Grant – short, stock and round-shouldered – never impressed anyone with his military bearing. A failure in nearly everything else he attempted, he nevertheless ranks as one of the most influential military leaders in history. His casualty lists were long, and he did indeed often drink to excess. However, he won the most divisive and decisive war in U.S. history and ensured that the Union would survive and that slavery would be abolished.
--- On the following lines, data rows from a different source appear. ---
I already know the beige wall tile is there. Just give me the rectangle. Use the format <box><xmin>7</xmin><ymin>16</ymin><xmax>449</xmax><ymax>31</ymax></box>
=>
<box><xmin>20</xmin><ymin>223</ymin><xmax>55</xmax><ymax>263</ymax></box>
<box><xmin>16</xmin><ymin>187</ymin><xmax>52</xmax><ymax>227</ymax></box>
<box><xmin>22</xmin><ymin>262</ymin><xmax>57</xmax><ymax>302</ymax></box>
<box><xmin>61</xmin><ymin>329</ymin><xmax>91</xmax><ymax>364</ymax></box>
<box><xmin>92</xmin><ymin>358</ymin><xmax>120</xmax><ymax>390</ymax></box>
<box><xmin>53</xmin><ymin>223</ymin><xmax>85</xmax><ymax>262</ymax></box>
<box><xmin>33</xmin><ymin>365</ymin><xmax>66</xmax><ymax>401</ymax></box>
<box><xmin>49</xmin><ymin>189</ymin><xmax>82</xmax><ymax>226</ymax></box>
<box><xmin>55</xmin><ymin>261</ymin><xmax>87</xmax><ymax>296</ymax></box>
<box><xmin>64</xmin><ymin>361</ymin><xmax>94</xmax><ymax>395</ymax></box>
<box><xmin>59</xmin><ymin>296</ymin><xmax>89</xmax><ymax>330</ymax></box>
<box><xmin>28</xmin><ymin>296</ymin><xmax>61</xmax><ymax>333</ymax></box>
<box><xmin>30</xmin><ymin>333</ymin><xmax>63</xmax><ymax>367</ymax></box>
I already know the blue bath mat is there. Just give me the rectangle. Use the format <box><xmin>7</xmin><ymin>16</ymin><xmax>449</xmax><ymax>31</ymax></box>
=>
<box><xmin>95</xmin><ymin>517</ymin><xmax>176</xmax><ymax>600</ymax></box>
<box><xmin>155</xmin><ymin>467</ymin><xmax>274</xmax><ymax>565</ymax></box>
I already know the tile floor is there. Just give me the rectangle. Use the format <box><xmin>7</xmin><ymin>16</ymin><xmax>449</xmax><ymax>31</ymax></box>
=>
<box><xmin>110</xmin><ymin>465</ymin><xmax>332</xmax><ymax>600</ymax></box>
Not as beloved as Lee or as flamboyant as J. E. B. Stuart of Philip H. Sheridan, Grant proved Lincoln correct in that he could and would fight and exactly the right general at the right time. Modern “total warfare” and the survival of the Union of the United States of America are his legacy. Without his leadership, the United States might very well have remained divided and never have risen to its current superpower status.
His influence exceeds that of other Civil Wary commanders of both sides. Of all U.S. military leaders, he ranks below only George Washington, Winfield Scott (his former commander), and the major American World War II commanders: George Marshall, Dwight D. Eisenhower, and Douglas MacArthur.